Sonia Sabri Company Explores Wellbeing and Womanhood in Dance: Part One

8 Mar 2018






One Dance UK member Sonia Sabri Company’s Administration and Marketing Assistant, Shezad Khalil, explores mental health, wellbeing and woman in the first of a three-part article series for One Dance UK.

My Mind, My Health, My Wellbeing: The ‘Conditioned’ State of the Empowered/ Disempowered Woman

Part One: Sowing the Seeds…

Sonia Sabri Company is renowned for its dynamic presentation of contemporary issues. These points of matter include topics of interest that many persons face as health and wellbeing, the effects and affects of social conditioning, the challenging of negative stereotypes and the ‘voice’ of the female subject/object to name a few. Artistic Director, choreographer and dancer Sonia Sabri expresses these concerns through her articulation of classical Kathak as well as through her unique style of ‘Urban Kathak.’

Sabri then creates constructions that are relevant to the contemporary spectator as inspired by both South Asian and British cultures. However, her compositions are much more than just an influence of two discourses. In fact, her work is more concerned with what occurs when different lexicons come into close contact with each other and begin to confront one another ‘face to face!’ This is to say that Sabri’s dancing body experiments with various vernaculars and poses numerous questions. For instance, can a positive space exist when two dissimilar vocabularies meet? What is maintained of the ‘traditional’ and ‘fixed’ vocabulary and what is rejected? How then does what is ‘kept’ nourish the construction of ‘newness’ in the space of liminality? And how is this executed and displayed in the contemporary domain?

These are some of the central questions that Sabri asks of the language of dance when undergoing a process of experimentation and deconstruction.

Earlier in 2017, One Dance UK member Sonia Sabri Company presented a new and dynamic dance-digital solo: Virago, inspired by stories and issues concerning women. But the piece didn’t just come into being during this particular year. In fact, there is a lot to be told about the history behind this particular research and development based construction.

Since 2010, Sonia Sabri Company have been involved in and have participated in outreach work and projects with numerous women’s groups. And over the years, much of the research and outcome of these activities has fed into this current work-in-progress. I say work-in-progress because Virago is far from a ‘conclusion’ or an ‘end’ but a ‘snapshot’ of pressing issues, stories and representations of the female body and mind.

One of these earlier projects was called Khoj, meaning ‘to search,’ 2010. Khoj comprised of a series of workshops for the Women’s Networking Hub, Birmingham. Sabri explains how when she was first introduced to these group of women that “many of them showed signs of insecurity. They appeared anxious, lacked the confidence to speak and seemed voiceless and afraid.”
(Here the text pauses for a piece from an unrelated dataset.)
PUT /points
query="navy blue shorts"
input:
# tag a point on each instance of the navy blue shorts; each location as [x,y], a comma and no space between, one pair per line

So the first port of call for Sabri was to build a sense of trust in these women that is if she was to eventually help free their ‘hidden’ voice. This notion of trust was built-up by Sabri having to wear different hats. She was the listener, the teacher, the counsellor, the psychologist, the nurturer as well as the artist. The initial journey was then far from straight forward. In fact, there were moments during the workshops in which Sabri found herself taking one step forward and two steps back. Yet this movement of to-ing and fro-ing was an important part of the process, that is, if Sabri wanted to get these women to experience access to the arts and to express their personal and individual narratives. Sabri explains that this notion of taking minute steps and making slow progress is in actual fact part of the process of getting these women to eventually express their silenced voices. Sabri continues to explain how “these people need a voice. Others need to be aware that there are women in society that are struggling and experiencing so many ‘silent’ challenges and yet so many of us have no clue about them. Their ‘hidden’ stories can in fact empower others.”

This scenario was then one of the first starting-points for Virago and one of the first outreach projects that allowed Sabri to work with women who were experiencing issues associated with mental health. The participants hidden voices and narratives were eventually expressed through the mediums of dance, drama and physical theatre.